De kantonrechter oordeelde dat hoewel [verzoeker] een fout had gemaakt door het dossier in te zien, deze fout niet zo ernstig was dat ontslag op staande voet gerechtvaardigd was. De rechter nam in overweging dat [verzoeker] dit deed op verzoek van zijn schoonzus en dat hij niet uit nieuwsgierigheid handelde. De werkgever had niet voldoende aangetoond dat de sanctie van ontslag op staande voet in dit geval proportioneel was.

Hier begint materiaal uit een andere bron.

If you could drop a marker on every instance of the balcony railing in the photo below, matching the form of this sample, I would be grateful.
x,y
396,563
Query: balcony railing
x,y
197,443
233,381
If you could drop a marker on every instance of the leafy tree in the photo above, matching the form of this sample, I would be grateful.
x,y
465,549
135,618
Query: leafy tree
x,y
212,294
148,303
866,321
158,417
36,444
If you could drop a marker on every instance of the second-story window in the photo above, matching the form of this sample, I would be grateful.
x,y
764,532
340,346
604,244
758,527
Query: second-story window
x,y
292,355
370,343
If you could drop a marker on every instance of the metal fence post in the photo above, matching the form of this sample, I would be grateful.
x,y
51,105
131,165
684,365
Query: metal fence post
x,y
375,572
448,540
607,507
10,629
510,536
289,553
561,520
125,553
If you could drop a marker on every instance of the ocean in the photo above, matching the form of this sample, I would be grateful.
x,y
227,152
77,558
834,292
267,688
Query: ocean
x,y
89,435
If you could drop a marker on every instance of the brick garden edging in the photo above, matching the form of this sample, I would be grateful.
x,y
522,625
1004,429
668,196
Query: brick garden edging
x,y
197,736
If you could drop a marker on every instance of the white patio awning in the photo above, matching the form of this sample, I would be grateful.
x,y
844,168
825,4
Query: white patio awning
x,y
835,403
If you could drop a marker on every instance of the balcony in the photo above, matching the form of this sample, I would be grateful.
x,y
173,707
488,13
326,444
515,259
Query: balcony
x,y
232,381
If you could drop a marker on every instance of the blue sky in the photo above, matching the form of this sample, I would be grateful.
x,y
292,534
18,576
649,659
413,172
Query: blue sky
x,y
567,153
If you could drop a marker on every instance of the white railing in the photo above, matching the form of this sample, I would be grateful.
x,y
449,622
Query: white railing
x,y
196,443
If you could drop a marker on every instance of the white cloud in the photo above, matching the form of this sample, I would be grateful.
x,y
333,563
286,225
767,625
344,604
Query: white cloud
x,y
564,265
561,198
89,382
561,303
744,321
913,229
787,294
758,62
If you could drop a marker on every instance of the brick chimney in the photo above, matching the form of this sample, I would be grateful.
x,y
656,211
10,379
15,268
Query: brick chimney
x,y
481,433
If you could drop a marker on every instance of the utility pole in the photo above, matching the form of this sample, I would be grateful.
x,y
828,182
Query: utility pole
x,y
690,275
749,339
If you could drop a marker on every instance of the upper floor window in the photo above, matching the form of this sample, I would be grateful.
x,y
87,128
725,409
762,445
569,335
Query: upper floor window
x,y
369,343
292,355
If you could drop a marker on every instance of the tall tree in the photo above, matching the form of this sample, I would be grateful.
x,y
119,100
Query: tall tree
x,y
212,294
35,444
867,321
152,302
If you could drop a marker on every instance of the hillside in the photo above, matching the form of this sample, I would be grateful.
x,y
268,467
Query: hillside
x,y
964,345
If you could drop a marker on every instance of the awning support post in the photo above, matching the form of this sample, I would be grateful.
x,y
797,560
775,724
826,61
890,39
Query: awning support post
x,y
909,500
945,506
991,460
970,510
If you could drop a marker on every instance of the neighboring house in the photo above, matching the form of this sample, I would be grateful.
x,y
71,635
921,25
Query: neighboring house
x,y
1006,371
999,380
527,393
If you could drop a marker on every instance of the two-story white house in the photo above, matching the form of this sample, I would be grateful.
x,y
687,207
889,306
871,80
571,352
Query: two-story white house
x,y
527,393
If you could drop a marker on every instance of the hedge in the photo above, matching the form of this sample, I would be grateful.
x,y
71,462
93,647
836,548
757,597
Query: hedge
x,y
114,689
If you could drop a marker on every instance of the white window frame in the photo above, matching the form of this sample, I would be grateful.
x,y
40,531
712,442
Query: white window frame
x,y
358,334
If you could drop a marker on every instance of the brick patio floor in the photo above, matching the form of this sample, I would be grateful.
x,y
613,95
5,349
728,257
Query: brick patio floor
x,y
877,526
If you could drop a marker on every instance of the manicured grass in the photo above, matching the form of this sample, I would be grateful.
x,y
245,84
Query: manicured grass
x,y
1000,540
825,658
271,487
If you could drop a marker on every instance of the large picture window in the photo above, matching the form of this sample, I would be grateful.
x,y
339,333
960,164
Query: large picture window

De kantonrechter vernietigde het ontslag en oordeelde dat [verzoeker] weer moest worden toegelaten tot de werkvloer, met een veroordeling tot betaling van zijn achterstallige loon en proceskosten door de werkgever.
De uitspraak benadrukt het belang van de bescherming van medische gegevens, maar ook de noodzaak voor werkgevers om duidelijk te communiceren over sancties bij schending van privacyregels. De kantonrechter concludeerde dat de werkgever niet aannemelijk had gemaakt dat [verzoeker] op de hoogte was van de ernst van de sanctie die hem boven het hoofd hing, en dat de omstandigheden van de zaak een minder zware sanctie rechtvaardigden.